Data mining is the computational process of discovering patterns in large data sets.
During the two-days course we will review a wide variety of techniques to catch information from big amount of data: Dimensionality reduction, Clustering, Classification and Prediction examples will be presented and deepened.

Audience

Anyone who is already using R and wants to get an overview of data-mining techniques with R. Some background in theoretical statistics, probability, linear and logistic regression is required.

Attendees

6 attendees max.

Course organization

The course will start with an introduction to basic methods for data description. After that, we will review the most popular techniques for data/dimensionality reduction, as Multidimensional Scaling, Principal Components Analysis, Correspondence Analysis.

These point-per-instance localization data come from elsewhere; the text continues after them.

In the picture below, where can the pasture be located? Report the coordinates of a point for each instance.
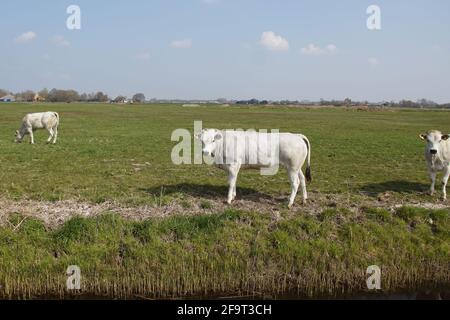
(107, 197)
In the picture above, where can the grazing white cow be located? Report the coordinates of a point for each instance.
(43, 120)
(235, 150)
(437, 155)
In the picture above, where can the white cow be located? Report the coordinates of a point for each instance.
(437, 155)
(233, 150)
(43, 120)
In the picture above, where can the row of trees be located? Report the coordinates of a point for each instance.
(59, 95)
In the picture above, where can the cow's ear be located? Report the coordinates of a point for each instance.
(198, 135)
(218, 136)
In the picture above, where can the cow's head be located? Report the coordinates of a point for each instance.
(18, 137)
(208, 138)
(433, 140)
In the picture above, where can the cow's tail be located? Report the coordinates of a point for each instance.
(308, 167)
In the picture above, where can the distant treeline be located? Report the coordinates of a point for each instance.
(422, 103)
(59, 95)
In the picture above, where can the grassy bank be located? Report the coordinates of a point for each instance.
(232, 253)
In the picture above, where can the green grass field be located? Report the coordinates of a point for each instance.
(368, 172)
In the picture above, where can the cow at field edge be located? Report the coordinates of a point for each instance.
(437, 155)
(292, 151)
(43, 120)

Next, we will focus on methods for searching for “natural subgroups” within data, as Hierachical/non hierarchical Cluster Analysis, Gaussian Mixtures Models.

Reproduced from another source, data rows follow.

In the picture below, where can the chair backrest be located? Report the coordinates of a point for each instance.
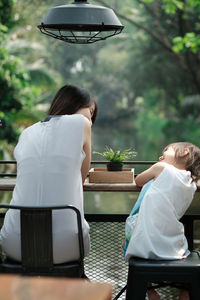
(36, 235)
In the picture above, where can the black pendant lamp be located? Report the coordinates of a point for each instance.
(80, 23)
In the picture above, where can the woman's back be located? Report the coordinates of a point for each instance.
(158, 233)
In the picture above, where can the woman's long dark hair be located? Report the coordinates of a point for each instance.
(192, 160)
(69, 99)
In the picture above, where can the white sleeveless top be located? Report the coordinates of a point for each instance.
(49, 157)
(158, 233)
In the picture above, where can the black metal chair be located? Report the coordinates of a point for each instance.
(36, 245)
(184, 273)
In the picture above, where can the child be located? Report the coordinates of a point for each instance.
(157, 233)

The end of first day and the begin of second day will present techniques for classification analysis (Linear/Quadratic Discriminant Analysis, Logistic Regression, K-Nearest-Neighborhood,…).

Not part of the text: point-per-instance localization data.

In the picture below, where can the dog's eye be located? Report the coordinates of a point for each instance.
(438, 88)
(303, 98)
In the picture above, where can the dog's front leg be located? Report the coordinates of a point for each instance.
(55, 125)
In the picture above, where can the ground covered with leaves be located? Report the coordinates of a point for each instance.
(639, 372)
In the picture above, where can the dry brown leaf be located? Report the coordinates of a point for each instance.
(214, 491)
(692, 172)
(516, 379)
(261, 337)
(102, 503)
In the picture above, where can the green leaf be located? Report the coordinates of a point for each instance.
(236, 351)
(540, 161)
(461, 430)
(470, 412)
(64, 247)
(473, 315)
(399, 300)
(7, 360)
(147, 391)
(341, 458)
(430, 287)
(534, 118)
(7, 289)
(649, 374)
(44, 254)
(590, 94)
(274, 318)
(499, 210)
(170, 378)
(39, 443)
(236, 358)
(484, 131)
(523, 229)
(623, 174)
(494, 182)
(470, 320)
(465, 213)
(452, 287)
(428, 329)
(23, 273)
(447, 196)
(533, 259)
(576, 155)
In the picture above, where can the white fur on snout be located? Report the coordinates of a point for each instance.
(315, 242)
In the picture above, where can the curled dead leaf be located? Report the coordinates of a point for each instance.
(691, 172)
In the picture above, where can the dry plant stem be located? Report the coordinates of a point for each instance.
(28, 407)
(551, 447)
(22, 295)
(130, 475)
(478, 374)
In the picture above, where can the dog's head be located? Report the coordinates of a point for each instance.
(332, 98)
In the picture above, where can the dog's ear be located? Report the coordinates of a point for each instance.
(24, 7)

Finally, in remaining part of second day, we will review some techniques for variables selection, collinearity reduction, and best prediction for regression models (PCA regresssion, Ridge Regression, Lasso Regression, Elastic-Net regression, ..)

 

Outline

  • Univariate Descriptive Statistics
  • Reduction of Data Dimensions (MDS, PCA and EFA, CA)
  • Clustering (HC, NHC, GMM)
  • Classification (LDA, KNN) 
  • Prediction (Several techniques to model data)

Cost

The cost of a 2 day course is 800 + VAT per person, which includes lunch, comprehensive course materials plus 1 hour of individual online post course support for each student within 30 days from course date.

Discounts

We offer an academic discount for those engaged in full time studies or research. Please contact us for further information.

 

Date

Next session will be in Spring, the dates will be available soon, for any further information you can contact us here.

Location

Quantide premises
Corso Italia, 85
20025 Legnano, MI
Italy

Teacher

Enrico Pegoraro
Enrico Pegoraro works in R training and consulting activities, with a special focus on Six Sigma, industrial statistical analysis and corporate training courses. Enrico graduated in Statistics from the University of Padua.
He has taught statistical models and R for hundreds of hours during specialized and applied courses, in universities, masters and companies.